Siempre que contaba este trágico suceso de su vida, Panchito se detenía, rojo de vergüenza, en este pasaje. Quienes, por malicia, lo habían estimulado a que lo contara, lo animaban con repetidos “¿¡Qué viste, Panchito, qué viste!? ¡Dinos qué viste!”, hasta que, después de hacerse rogar varias veces, Panchito, cubriéndose el rostro con ambas manos y bajando su cabeza, gritaba,

—¡Un parapeto, un parapeto!

—Pero, Panchito, ¿qué es un parapeto?—, preguntaban varios al unísono.

—¡Un hombre con una mujer, y desnudos los dos!— gritaba angustiado Panchito mientras, sin retirar las manos de su enrojecida cara, la escondía ahora entre las rodillas.

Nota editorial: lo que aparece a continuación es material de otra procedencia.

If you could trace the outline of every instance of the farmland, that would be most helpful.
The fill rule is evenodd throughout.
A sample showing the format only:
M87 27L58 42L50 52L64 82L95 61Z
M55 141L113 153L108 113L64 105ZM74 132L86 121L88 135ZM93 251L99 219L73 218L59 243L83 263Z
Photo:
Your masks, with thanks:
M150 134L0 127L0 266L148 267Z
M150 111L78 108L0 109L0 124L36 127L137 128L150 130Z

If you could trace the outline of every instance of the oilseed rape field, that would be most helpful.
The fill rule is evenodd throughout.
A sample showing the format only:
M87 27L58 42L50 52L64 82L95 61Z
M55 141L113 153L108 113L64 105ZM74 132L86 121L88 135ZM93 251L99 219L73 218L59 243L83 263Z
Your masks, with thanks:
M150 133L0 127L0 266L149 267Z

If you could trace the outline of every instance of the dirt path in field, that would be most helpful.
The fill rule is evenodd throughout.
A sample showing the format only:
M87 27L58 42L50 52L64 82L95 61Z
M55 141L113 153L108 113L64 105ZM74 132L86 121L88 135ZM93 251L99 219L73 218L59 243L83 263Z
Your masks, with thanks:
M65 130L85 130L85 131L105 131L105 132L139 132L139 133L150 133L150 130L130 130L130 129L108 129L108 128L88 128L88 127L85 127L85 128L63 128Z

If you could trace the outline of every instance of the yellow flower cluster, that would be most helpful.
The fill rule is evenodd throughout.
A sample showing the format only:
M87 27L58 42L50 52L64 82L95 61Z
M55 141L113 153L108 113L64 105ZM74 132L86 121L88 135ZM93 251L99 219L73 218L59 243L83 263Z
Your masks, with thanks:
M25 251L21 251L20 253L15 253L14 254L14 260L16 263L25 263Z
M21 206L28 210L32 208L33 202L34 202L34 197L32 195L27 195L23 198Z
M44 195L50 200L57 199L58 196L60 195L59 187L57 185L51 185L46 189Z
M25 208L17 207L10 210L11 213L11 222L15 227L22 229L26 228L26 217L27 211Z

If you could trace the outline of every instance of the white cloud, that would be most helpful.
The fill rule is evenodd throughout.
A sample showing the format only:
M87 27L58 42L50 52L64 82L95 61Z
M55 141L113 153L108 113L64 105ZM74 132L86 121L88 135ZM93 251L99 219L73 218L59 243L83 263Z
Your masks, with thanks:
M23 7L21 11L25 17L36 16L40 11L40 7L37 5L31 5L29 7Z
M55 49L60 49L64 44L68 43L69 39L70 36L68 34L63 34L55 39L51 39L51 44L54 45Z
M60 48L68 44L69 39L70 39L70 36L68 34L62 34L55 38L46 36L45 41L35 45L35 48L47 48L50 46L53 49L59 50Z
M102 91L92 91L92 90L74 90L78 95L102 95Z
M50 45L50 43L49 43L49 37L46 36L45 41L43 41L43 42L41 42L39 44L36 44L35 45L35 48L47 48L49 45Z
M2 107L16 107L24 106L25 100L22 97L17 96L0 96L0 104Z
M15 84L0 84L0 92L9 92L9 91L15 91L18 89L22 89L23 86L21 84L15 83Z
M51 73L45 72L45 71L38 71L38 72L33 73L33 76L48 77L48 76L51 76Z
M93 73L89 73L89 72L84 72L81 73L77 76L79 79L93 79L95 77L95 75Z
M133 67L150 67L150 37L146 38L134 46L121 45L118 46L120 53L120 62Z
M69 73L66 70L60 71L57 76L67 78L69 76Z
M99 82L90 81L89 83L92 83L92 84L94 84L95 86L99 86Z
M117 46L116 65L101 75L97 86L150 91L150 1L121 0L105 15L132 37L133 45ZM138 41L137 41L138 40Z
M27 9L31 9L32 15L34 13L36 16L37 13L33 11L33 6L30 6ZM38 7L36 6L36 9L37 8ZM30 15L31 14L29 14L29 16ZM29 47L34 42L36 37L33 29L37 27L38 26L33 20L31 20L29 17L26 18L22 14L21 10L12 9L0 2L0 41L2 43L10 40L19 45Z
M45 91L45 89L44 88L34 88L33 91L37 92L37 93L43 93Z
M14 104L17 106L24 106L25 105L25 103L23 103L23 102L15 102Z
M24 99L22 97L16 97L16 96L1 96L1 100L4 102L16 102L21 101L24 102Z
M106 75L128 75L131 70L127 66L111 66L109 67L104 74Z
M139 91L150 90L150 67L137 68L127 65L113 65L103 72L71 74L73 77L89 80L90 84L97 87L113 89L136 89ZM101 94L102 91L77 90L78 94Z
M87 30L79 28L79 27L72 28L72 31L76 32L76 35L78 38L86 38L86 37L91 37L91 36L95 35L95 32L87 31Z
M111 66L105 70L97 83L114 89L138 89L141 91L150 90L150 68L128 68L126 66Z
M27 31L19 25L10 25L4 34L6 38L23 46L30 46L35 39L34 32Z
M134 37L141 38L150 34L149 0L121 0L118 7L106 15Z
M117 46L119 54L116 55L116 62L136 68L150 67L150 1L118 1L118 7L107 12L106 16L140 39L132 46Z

Y luego de una pausa, como para recuperar algo la perdida compostura, continuaba:

«Pero San Francisco de Asís, protector de los inocentes, me escuchó, y al abrir una de las puertas vi que era una salida a la calle trasera. Sintiéndome libre al fin, me paré frente a esa puerta bendita, y cuando de un golpe terminé de abrirla de par en par, volví la vista hacia atrás y vi que en el pasillo estaban, riéndose, los tres que me habían llevado a aquel lugar de perdición».

Y al llegar a este punto, Panchito unía la acción a la palabra recreando con gestos y entonación el cierre de su historia:

«Y entonces, mirando de frente a Calero, alcé mi mano en gesto condenatorio hacia el pecador que él era, y le dije “¡Adiós, Calero! ¡¡¡Has perdido un amigo para siempre!!!”, y a toda carrera me alejé de aquel antro de pecado».

***

Tal vez Panchito no sepa —o nunca supo, si es que murió— que esta su trágica frase ha sobrevivido en mi familia, y entre muchos conocidos, hasta el día de hoy, y, cuando después de una reunión alguien de éstos quiere irse a pesar de que el resto no quiere que se vaya, ese alguien levanta su mano en gesto grandilocuente, se dirige a los demás y, en tono trágico, exclama “¡Adiós, Calero!”, prescindiendo casi siempre de la segunda parte por cuanto ya los más de los así increpados la conocen.

Y el tal Calero seguramente tampoco sabe cuánto ha perdurado la frase que le fue endilgada por el iracundo Panchito.

Esos conocidos saben de la frase por mi familia, y ésta lo supo por mis cuentos, pero la adoptó la noche en que, a la salida de la primera boda a la que asistí en Venezuela —boda de una tal Flor, que tuvo lugar en el barrio caraqueño de La Pastora el 18/08/1961— en la camioneta que entonces tenía mi difunto hermano Raúl íbamos él, su mujer, sus dos hijas, mis padres, mis dos hermanas y yo.

Para que viéramos algo de la Caracas nocturna, Raúl hizo un recorrido que nos llevó a la Avenida Bolívar que a esa hora, sobre las dos de la madrugada, estaba desierta. Pero vimos que delante de nosotros, por el borde del canal por el que Raúl conducía, caminaba tambaleante un individuo que, a todas luces, estaba borracho.

Al pasar a su altura, a mí se me ocurrió gritarle: “¡Adiós, Calero!”. La respuesta del borrachito fue contundente, pues se enderezó cuanto pudo y a todo pulmón exclamó: “¡Al coño’e tu madre!”.

Ese improperio inmortalizó, al menos en el círculo social que señalé, la histórica frase de Panchito.